El gaitero recogía su instrumento y lo metía en la bolsa de piel de cabra. Era un hombre enjuto, de barba larga, con un pequeño anillo de oro en la oreja. Su ayudante, más alto, encapuchado, le sostenía la bolsa. El gaitero asintió educadamente.
—Quería darle las gracias —dije—. No sé quién le ha invitado a tocar, pero ha sido una elección de lo más acertada.
—Gracias, mi señora. Una gran narradora de historias como vuestra madre merece una despedida adecuada.
Había guardado la gaita y se echó al hombro la bolsa.
—Es bienvenido a nuestra casa para comer y beber —le dije—. ¿Tiene que viajar lejos?

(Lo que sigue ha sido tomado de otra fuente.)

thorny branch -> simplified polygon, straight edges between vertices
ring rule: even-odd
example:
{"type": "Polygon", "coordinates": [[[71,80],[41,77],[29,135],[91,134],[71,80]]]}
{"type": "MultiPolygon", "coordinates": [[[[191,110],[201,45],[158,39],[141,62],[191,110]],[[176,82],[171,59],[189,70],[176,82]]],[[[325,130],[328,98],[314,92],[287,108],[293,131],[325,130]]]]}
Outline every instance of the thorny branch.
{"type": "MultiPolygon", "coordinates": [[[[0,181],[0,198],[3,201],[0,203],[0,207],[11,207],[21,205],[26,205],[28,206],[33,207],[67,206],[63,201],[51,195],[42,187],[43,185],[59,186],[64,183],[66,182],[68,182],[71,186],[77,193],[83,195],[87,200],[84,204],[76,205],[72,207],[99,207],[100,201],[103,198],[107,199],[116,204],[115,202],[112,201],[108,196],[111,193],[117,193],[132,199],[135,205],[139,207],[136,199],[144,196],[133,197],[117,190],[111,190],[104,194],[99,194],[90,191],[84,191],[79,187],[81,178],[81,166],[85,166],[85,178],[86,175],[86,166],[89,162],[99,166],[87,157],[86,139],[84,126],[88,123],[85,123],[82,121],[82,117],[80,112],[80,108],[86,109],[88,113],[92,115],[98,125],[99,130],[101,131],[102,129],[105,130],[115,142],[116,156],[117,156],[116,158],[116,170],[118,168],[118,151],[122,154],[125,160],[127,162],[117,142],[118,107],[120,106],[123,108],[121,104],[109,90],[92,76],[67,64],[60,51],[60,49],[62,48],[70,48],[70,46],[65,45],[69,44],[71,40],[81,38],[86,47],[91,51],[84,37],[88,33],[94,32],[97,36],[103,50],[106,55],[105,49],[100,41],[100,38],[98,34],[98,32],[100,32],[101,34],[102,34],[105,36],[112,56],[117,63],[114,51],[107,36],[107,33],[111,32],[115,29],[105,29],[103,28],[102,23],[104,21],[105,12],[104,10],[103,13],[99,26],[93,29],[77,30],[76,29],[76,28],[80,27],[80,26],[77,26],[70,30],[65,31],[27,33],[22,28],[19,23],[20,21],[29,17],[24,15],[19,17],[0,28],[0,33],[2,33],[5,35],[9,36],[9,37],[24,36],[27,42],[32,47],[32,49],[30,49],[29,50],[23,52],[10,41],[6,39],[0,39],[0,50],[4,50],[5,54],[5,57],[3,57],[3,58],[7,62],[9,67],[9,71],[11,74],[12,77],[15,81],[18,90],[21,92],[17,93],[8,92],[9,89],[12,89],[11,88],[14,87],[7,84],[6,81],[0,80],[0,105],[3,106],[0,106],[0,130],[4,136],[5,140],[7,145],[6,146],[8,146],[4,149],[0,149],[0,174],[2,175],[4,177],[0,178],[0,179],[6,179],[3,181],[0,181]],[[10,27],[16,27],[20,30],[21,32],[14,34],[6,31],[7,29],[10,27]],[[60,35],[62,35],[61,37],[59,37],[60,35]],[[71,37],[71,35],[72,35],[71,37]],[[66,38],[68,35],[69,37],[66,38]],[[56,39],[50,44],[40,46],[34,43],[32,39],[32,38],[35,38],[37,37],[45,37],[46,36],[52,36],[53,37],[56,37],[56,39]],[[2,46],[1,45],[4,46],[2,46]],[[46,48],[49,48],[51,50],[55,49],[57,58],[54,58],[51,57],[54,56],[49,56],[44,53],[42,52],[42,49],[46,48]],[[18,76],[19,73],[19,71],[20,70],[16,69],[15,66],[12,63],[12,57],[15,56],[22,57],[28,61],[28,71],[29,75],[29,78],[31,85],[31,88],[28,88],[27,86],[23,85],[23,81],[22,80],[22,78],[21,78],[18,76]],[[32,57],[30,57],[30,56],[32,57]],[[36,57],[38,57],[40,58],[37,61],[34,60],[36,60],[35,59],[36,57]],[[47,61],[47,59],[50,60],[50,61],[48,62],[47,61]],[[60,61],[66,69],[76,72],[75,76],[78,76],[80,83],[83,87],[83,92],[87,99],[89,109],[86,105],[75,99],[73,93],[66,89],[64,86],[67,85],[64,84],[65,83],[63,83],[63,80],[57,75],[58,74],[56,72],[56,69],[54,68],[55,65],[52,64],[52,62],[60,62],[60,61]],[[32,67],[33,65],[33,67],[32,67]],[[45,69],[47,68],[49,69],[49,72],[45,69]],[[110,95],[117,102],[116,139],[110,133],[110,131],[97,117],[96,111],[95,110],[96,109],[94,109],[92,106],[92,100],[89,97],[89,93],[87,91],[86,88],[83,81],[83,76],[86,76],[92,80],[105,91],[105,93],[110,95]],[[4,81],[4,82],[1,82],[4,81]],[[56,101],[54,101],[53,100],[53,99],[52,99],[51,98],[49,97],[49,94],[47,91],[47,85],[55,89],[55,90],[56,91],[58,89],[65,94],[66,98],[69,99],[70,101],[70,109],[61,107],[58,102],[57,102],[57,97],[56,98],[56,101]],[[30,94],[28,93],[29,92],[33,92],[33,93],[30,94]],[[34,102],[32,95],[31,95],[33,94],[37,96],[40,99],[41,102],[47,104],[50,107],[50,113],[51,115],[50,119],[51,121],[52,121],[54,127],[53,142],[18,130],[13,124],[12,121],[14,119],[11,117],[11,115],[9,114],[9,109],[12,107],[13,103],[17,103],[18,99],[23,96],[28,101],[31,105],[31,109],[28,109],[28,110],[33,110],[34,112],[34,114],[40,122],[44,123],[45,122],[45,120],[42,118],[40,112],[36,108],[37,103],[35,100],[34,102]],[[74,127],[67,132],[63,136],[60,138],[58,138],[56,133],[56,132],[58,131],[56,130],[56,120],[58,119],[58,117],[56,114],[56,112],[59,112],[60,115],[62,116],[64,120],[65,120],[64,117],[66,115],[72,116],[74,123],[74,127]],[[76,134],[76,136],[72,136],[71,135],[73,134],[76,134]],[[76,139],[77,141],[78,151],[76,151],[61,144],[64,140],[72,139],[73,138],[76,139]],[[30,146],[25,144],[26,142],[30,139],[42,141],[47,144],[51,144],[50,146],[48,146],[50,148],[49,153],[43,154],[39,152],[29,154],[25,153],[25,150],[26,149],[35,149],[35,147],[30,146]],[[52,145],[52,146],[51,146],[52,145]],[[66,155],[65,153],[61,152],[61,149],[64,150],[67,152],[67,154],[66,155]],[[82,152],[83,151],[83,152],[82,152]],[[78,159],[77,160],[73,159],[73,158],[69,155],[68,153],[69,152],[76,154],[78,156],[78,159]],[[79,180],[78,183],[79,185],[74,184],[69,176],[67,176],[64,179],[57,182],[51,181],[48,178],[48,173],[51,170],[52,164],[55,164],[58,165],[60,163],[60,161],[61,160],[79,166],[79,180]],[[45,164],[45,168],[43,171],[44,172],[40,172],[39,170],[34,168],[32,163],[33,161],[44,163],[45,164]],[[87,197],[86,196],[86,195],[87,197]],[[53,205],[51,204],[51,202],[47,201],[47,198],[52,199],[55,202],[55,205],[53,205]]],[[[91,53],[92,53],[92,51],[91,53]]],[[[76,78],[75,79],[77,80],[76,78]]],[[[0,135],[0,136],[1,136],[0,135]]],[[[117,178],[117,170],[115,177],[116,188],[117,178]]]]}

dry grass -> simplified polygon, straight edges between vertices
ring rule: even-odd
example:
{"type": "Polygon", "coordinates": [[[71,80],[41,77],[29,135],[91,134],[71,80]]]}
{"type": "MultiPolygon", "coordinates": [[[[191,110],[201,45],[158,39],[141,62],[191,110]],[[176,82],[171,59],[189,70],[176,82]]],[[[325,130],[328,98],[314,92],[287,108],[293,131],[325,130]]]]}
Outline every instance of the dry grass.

El hombre me dedicó una sonrisa torcida.
—Tengo un trecho —repuso—. La cerveza no iría mal. Pero… —Miró a su silencioso compañero. Sólo entonces reparé, en la oscuridad casi total, en la enorme ave apoyada en el hombro de aquel tipo, unas garras fuertemente sujetas, un ojo agudo fijo en mí, valorando. Un cuervo—. Me parece —dijo el gaitero emprendiendo el camino de la casa, como si hubieran decidido algo sin necesidad de palabras—, que un trago o dos no harían ningún daño. Y tengo que ponerme al día con mi vieja tía. Tampoco puedo pasar por aquí sin visitarla. No me perdonaría nunca.
—¿Vieja tía? —pregunté, y empecé a darme brío para seguirle el paso, pues iba bastante ligero. Detrás de nosotros, el encapuchado caminaba en silencio. Caí en la cuenta, mientras volvíamos por el bosque, de que el gaitero era un miembro de la extensa tribu de Janis. Un viajero. Danny Walker, le llamaban. Era un poco raro. ¿No había dicho ella una vez que Dan era de Kerry? Aquello estaba muy lejos para venir hasta aquí, ni siquiera para esta ocasión.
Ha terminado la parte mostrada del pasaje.